The following are the reports currently available with SBOM Management. For additional details about each report, see Report Examples.

  • SBOM Report in CycloneDX Format —An SBOM report in the CycloneDX v1.4 format (.xml) for the selected bucket. This report format is generated in three versions:

    • The regular Regular Cyclone DX Version provides details for each SBOM part in the bucket.

    • The CycloneDX VDR Version (Vulnerability Disclosure Report) provides details about all security vulnerabilities associated with SBOM parts in a bucket.

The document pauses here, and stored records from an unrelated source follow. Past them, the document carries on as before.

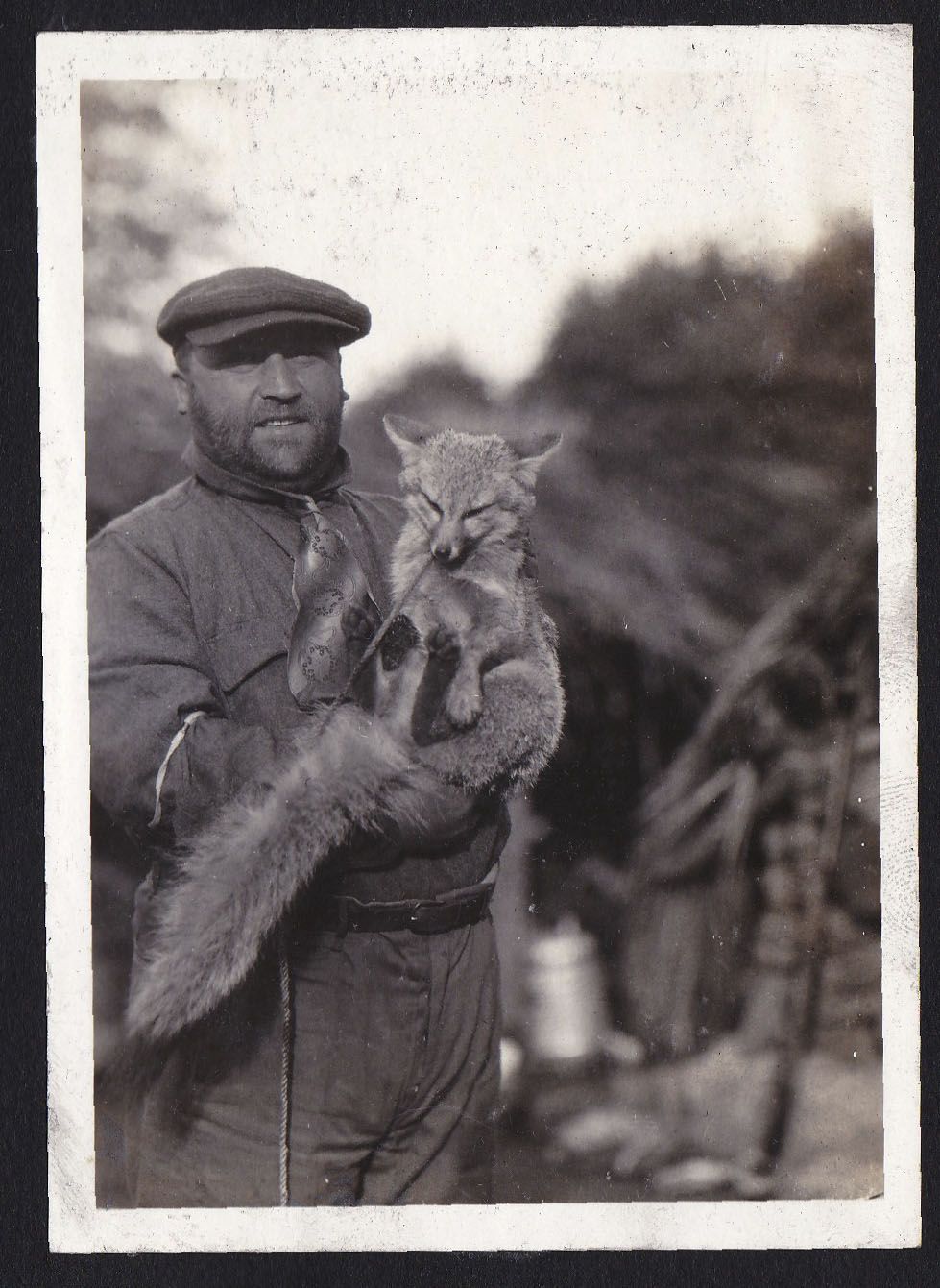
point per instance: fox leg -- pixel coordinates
(464, 701)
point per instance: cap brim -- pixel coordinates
(230, 328)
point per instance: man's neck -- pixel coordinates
(223, 479)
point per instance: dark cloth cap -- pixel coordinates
(242, 301)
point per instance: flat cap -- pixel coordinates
(242, 301)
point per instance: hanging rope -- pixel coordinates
(286, 1058)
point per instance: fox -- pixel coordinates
(465, 687)
(469, 499)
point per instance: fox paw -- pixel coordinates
(444, 643)
(357, 623)
(464, 707)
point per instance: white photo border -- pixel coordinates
(879, 54)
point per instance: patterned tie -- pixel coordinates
(327, 581)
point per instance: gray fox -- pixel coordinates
(469, 502)
(468, 688)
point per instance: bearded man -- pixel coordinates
(388, 1088)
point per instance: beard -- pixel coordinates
(236, 442)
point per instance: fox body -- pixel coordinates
(469, 502)
(471, 695)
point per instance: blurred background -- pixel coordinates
(678, 272)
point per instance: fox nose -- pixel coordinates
(445, 551)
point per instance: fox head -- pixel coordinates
(464, 490)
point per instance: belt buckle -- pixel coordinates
(415, 914)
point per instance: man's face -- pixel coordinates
(268, 404)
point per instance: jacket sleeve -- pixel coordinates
(162, 751)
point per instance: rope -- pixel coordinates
(286, 1051)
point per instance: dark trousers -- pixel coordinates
(393, 1088)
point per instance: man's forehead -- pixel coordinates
(283, 338)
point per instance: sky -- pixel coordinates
(463, 188)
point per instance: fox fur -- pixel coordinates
(354, 770)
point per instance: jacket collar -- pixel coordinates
(233, 484)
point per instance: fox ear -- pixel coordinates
(532, 450)
(408, 435)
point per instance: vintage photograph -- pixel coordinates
(486, 697)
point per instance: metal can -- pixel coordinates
(566, 997)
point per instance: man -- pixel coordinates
(380, 1083)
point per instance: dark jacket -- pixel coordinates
(191, 611)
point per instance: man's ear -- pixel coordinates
(532, 450)
(408, 435)
(181, 386)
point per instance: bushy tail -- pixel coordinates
(241, 873)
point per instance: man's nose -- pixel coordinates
(277, 380)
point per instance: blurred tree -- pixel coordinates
(142, 215)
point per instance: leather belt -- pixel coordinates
(422, 916)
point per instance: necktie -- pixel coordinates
(327, 581)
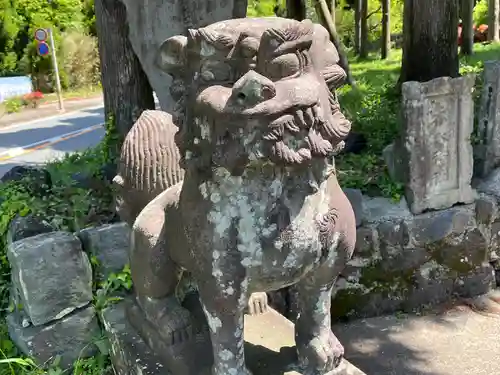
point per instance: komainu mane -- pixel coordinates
(259, 207)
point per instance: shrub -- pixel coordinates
(32, 99)
(481, 12)
(80, 59)
(13, 105)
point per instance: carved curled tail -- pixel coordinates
(150, 158)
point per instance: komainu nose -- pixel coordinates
(253, 88)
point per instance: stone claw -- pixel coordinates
(172, 321)
(321, 355)
(257, 303)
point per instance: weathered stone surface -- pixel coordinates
(486, 209)
(488, 149)
(70, 338)
(356, 198)
(109, 244)
(411, 263)
(27, 226)
(383, 209)
(435, 226)
(269, 343)
(52, 274)
(491, 184)
(150, 25)
(275, 215)
(435, 142)
(129, 353)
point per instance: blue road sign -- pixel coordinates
(42, 48)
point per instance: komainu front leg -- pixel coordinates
(155, 277)
(319, 351)
(225, 316)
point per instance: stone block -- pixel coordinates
(436, 226)
(52, 275)
(71, 338)
(491, 184)
(109, 244)
(486, 209)
(488, 149)
(379, 209)
(356, 199)
(27, 226)
(435, 142)
(269, 347)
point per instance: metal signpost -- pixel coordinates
(43, 49)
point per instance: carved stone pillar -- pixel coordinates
(488, 149)
(435, 146)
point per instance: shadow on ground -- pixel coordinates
(19, 136)
(453, 340)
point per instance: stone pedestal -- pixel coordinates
(488, 148)
(435, 147)
(269, 345)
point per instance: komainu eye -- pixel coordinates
(215, 71)
(283, 67)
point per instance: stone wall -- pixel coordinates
(407, 262)
(402, 262)
(52, 283)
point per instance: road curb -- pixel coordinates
(18, 151)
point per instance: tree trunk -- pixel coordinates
(466, 11)
(127, 92)
(493, 17)
(430, 33)
(333, 10)
(363, 50)
(326, 20)
(296, 9)
(357, 26)
(386, 28)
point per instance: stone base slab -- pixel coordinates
(269, 346)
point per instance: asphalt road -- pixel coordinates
(39, 141)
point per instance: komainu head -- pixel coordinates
(256, 90)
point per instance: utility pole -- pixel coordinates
(56, 70)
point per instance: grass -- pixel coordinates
(374, 107)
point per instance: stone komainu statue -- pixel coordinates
(149, 164)
(259, 207)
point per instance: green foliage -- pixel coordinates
(481, 12)
(262, 8)
(80, 59)
(66, 207)
(373, 107)
(18, 21)
(108, 291)
(13, 105)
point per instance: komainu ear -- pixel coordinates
(172, 54)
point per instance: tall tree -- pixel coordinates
(363, 48)
(296, 9)
(327, 20)
(386, 28)
(493, 20)
(467, 16)
(357, 26)
(430, 34)
(127, 92)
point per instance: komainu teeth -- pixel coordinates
(309, 117)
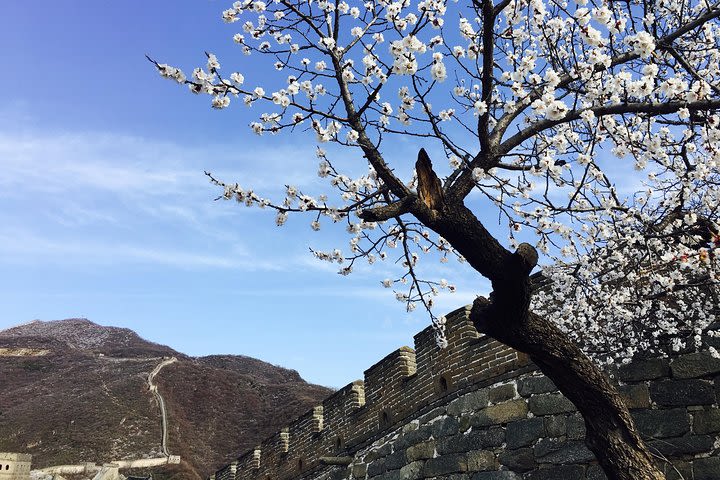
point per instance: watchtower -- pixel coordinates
(15, 466)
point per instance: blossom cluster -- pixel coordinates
(569, 93)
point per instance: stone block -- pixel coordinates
(680, 393)
(695, 365)
(359, 470)
(534, 385)
(411, 471)
(411, 438)
(555, 425)
(502, 393)
(550, 404)
(391, 475)
(479, 439)
(662, 423)
(481, 460)
(395, 460)
(500, 475)
(677, 470)
(421, 451)
(501, 413)
(470, 402)
(522, 433)
(520, 460)
(562, 452)
(444, 465)
(706, 421)
(687, 445)
(432, 414)
(595, 472)
(706, 468)
(564, 472)
(575, 427)
(635, 396)
(340, 473)
(445, 427)
(644, 370)
(382, 451)
(377, 467)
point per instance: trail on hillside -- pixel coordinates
(161, 402)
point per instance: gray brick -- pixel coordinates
(522, 433)
(695, 365)
(706, 468)
(676, 393)
(562, 452)
(564, 472)
(644, 370)
(533, 385)
(706, 421)
(550, 404)
(662, 423)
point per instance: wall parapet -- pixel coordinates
(400, 386)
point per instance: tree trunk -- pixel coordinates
(611, 433)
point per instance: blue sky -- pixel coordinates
(106, 213)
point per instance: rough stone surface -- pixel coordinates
(533, 385)
(475, 440)
(687, 445)
(695, 365)
(444, 465)
(511, 428)
(421, 451)
(662, 423)
(522, 433)
(501, 413)
(635, 396)
(575, 427)
(469, 402)
(595, 472)
(445, 427)
(555, 425)
(411, 471)
(706, 468)
(550, 404)
(502, 393)
(359, 470)
(549, 450)
(706, 421)
(644, 370)
(676, 393)
(500, 475)
(564, 472)
(478, 461)
(520, 460)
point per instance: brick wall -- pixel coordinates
(479, 410)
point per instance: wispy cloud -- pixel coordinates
(18, 246)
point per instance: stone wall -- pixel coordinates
(479, 410)
(15, 466)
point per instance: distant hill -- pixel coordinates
(73, 391)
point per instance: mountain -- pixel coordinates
(72, 391)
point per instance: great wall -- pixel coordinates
(478, 410)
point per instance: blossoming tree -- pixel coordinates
(538, 107)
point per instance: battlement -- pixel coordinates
(397, 387)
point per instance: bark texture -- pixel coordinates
(506, 316)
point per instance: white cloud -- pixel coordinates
(18, 246)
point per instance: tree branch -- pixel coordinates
(652, 109)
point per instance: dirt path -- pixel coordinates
(161, 402)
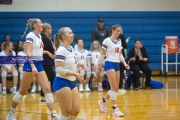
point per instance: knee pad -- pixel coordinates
(49, 98)
(88, 74)
(112, 94)
(4, 74)
(15, 74)
(61, 117)
(17, 97)
(82, 72)
(101, 74)
(72, 118)
(93, 73)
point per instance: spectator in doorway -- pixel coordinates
(100, 32)
(7, 37)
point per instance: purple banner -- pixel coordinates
(17, 59)
(5, 1)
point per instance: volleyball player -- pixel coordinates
(33, 67)
(64, 84)
(111, 48)
(82, 57)
(9, 68)
(94, 55)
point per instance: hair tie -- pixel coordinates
(112, 24)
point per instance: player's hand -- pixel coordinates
(9, 70)
(50, 55)
(127, 66)
(97, 71)
(140, 58)
(34, 70)
(79, 77)
(81, 65)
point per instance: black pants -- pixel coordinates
(136, 74)
(50, 75)
(122, 68)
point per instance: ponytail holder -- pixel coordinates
(29, 20)
(112, 24)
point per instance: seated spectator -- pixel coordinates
(9, 68)
(75, 46)
(7, 38)
(82, 57)
(19, 46)
(139, 61)
(94, 55)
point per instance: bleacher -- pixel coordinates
(150, 27)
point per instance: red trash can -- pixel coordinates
(172, 43)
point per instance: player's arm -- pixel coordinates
(29, 53)
(121, 58)
(62, 71)
(48, 53)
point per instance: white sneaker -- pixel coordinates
(14, 91)
(33, 88)
(122, 91)
(39, 88)
(4, 92)
(55, 116)
(102, 106)
(10, 116)
(100, 88)
(117, 113)
(87, 88)
(81, 89)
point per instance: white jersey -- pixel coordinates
(70, 61)
(94, 56)
(82, 57)
(3, 53)
(37, 45)
(112, 49)
(23, 54)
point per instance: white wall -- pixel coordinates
(92, 5)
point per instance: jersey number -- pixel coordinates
(116, 49)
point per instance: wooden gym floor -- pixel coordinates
(155, 104)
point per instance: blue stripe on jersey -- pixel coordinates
(37, 35)
(70, 50)
(82, 51)
(59, 57)
(103, 45)
(29, 39)
(113, 41)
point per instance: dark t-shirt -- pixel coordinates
(99, 34)
(48, 47)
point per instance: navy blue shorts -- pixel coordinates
(111, 65)
(62, 82)
(38, 65)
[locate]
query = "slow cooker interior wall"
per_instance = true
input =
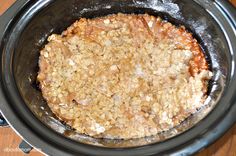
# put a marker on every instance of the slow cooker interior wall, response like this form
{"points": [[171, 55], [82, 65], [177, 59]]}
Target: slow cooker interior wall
{"points": [[58, 15]]}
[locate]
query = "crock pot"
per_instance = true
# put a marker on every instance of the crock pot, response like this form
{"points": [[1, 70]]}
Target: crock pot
{"points": [[24, 29]]}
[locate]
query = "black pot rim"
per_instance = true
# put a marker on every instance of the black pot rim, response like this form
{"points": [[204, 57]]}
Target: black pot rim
{"points": [[38, 135]]}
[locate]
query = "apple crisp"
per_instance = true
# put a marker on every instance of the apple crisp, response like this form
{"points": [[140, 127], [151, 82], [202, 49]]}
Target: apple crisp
{"points": [[123, 76]]}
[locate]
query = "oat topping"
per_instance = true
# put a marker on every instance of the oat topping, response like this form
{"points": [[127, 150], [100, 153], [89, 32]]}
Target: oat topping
{"points": [[123, 76]]}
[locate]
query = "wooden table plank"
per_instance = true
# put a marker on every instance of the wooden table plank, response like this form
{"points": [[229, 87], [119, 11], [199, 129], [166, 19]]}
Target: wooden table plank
{"points": [[9, 141]]}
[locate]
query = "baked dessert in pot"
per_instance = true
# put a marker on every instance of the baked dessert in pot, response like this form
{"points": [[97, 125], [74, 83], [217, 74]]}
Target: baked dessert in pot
{"points": [[123, 76]]}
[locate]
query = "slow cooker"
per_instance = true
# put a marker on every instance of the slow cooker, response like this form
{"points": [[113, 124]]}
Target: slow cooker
{"points": [[24, 29]]}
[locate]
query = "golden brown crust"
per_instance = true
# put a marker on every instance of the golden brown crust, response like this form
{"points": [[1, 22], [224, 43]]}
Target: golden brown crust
{"points": [[123, 76]]}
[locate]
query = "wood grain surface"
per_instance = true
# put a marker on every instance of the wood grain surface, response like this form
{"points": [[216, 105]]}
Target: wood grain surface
{"points": [[9, 141]]}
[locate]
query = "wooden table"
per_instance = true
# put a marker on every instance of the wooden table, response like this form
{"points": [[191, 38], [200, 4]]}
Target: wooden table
{"points": [[9, 141]]}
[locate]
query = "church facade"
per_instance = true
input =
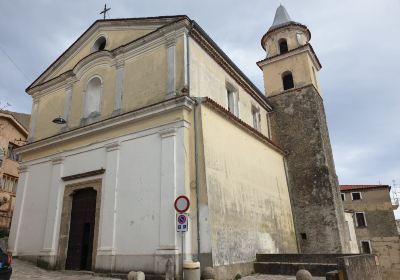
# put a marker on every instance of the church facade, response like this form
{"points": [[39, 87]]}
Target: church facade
{"points": [[148, 109]]}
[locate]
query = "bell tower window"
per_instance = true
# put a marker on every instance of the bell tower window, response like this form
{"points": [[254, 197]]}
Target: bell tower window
{"points": [[287, 80], [93, 97], [283, 48], [100, 44]]}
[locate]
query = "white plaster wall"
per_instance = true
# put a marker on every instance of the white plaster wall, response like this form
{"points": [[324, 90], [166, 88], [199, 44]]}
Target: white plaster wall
{"points": [[33, 222], [150, 175], [352, 233], [139, 196]]}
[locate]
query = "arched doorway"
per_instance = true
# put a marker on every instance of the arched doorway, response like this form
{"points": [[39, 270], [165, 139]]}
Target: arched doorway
{"points": [[81, 231]]}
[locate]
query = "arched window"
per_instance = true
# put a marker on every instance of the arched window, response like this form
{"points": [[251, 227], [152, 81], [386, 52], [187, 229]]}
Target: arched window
{"points": [[99, 45], [287, 80], [93, 97], [283, 46]]}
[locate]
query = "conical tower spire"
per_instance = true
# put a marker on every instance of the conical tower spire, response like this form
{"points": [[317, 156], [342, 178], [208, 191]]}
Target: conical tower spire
{"points": [[281, 17]]}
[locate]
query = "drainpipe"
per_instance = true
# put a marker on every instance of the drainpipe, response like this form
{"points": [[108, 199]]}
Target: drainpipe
{"points": [[197, 102]]}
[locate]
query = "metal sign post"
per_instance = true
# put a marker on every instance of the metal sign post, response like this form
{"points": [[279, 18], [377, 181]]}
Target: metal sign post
{"points": [[181, 205]]}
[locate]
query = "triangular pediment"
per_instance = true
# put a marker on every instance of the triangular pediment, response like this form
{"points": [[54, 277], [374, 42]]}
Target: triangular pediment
{"points": [[117, 33]]}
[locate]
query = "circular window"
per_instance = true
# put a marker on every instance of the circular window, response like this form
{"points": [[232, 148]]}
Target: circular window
{"points": [[99, 45]]}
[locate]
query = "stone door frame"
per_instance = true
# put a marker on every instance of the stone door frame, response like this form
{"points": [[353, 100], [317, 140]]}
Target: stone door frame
{"points": [[69, 191]]}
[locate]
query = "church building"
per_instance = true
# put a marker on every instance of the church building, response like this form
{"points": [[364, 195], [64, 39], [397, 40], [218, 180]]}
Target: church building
{"points": [[139, 111]]}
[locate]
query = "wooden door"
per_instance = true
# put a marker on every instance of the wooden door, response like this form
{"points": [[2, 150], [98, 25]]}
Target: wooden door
{"points": [[81, 231]]}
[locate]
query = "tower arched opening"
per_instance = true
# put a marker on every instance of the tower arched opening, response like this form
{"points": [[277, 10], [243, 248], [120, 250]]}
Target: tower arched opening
{"points": [[287, 80]]}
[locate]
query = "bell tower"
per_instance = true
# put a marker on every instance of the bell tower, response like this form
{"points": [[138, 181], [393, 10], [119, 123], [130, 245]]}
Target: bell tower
{"points": [[298, 124]]}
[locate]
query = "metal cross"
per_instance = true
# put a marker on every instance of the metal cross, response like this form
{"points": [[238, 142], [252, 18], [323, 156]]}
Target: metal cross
{"points": [[105, 11]]}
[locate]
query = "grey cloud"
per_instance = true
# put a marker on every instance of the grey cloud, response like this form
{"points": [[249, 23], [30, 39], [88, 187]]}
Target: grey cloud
{"points": [[355, 41]]}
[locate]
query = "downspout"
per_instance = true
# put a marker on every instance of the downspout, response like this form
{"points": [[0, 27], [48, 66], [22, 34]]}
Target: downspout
{"points": [[197, 102]]}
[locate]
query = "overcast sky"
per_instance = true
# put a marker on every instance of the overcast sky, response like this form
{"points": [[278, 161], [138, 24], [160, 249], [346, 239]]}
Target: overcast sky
{"points": [[357, 43]]}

    • The CycloneDX VEX Version (Vulnerability Exploitability eXchange) shows information about only vulnerability exclusions—that is, those security vulnerabilities that associated with SBOM parts in the bucket but that do pose a security threat to your application or other entity.

  • SBOM Report in SPDX Format —An SBOM report in the SPDX v2.2 tag/value format (.spdx) for the selected bucket.

  • SBOM Report in Excel and HTML Formats —A human-readable SBOM report listing the component name, associated licenses, and package URL for each SBOM part in the selected bucket. The report is generated in two formats—.html and .xlsx.

  • Third-Party Notices Report —A third-party notices report (in .html format) containing the attributions and license text for each SBOM part in the selected bucket.

  • Vulnerability Report —A security report (in .html format) providing details for all security vulnerabilities currently associated with SBOM parts in the selected bucket.